Da metà aprile in Sudan sono in corso violenti scontri tra esercito governativo e milizie paramilitari che hanno sospeso il processo di transizione verso la nascita di un governo civile. La popolazione si nasconde o fugge nei paesi vicini e i cittadini stranieri sono stati messi in salvo. Sulla stampa internazionale le Nazioni Unite hanno sottolineato il rischio di un ‘disastro umanitario colossale’.  Gli scontri si concentrano soprattutto tra la capitale Khartoum e il sud del paese, le ambasciate e le università sono chiuse.

La missione archeologica italiana a Jebel Barkal, nel Nord del Sudan, è diretta dal 2011 da Emanuele Marcello Ciampini, professore di Egittologia all’Università Ca’ Foscari, che interverrà durante la prima edizione della Giornata dell’Archeologia Italiana all’Estero in Campidoglio.  “Credo che in questi momenti si capisca la necessità di fare ricerca e, soprattutto, di mantenere un legame con quel passato che proprio in questi drammatici momenti è a rischio - ha sottolineato Ciampini, parlando dell’attività di Ricerca archeologica che l’Italia conduce da oltre 50 anni nel Paese. - La distruzione delle testimonianze (volontaria o involontaria che sia) rischia infatti di cancellare legami con la propria memoria”.

Ciampini è stato invitato a questa prestigiosa giornata organizzata dal Ministero degli Affari Esteri e della Cooperazione Internazionale per dare riconoscimento e riscontro alla pluridecennale eccellenza del lavoro degli archeologi italiani in tutto il mondo, e interverrà in una tavola rotonda dedicata all’Egittologia e all’Archeologia della Nubia.

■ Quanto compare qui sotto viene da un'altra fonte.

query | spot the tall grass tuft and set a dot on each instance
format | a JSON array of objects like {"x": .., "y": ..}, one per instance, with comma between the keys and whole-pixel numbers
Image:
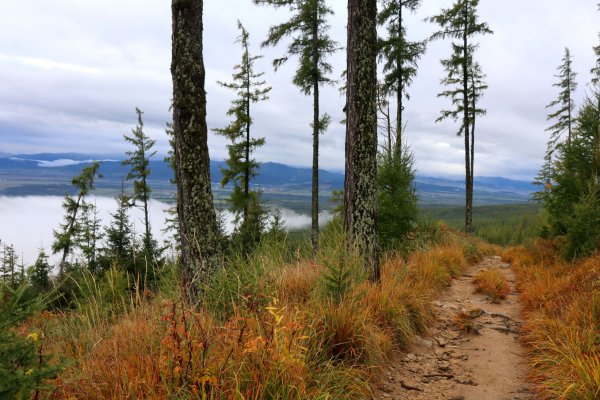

Alla Giornata prenderanno parte anche la professoressa Elena Rova e il professor Luca Maria Olivieri.

Con il professor Ciampini abbiamo approfondito la situazione attuale del Paese, e in particolare l’attività di Ricerca guidata da Ca’ Foscari che rimarrà incerta per il 2023.

Professore, dalle sue fonti com’è la situazione in Sudan adesso?

Siamo in una fase di stallo, c’è una guerra in atto, un grande stato di insicurezza soprattutto nella capitale Khartoum, e nelle zone più a Sud e nel Darfur, già instabili in passato. L’area in cui scava la nostra missione risulta al momento relativamente tranquilla, anche se di certo non si può programmare alcun intervento in tempi brevi. La situazione a Jebel Barkal riflette la lontananza del sito dai principali scenari del conflitto; scaviamo a nord, a 400 km da Khartoum. Mi auguro che appena la situazione sarà un po’ più stabile, potremo riprendere i contatti con le autorità locali e con la nostra rappresentanza diplomatica, non appena l’Ambasciata d’Italia a Khartoum, ora chiusa, tornerà a essere operativa; temo però che sia difficile ipotizzare una nuova missione regolare nel corso dell’autunno.

C’è un forte rischio umanitario, la capitale è inaccessibile, le università chiuse. Questa situazione lede anche la ricerca. Vede questo blocco come un diritto violato?

Più che un diritto violato, io credo che questo blocco paralizzi uno degli obiettivi del nostro lavoro, che prevede la sensibilizzazione delle comunità locali. Facendo attività di formazione e disseminazione, parallela a quelle di scavo, contribuiamo alla presa di coscienza da parte delle comunità locali della propria storia, e di conseguenza a dare un senso concreto al concetto di appartenenza. Emerge, quindi, il profilo di una missione archeologica come rappresentante di una diplomazia culturale, che vuole essere non solo ricerca ma anche un modo per creare connessioni con le comunità locali, occasione per renderle consapevoli della loro tradizione e del loro passato.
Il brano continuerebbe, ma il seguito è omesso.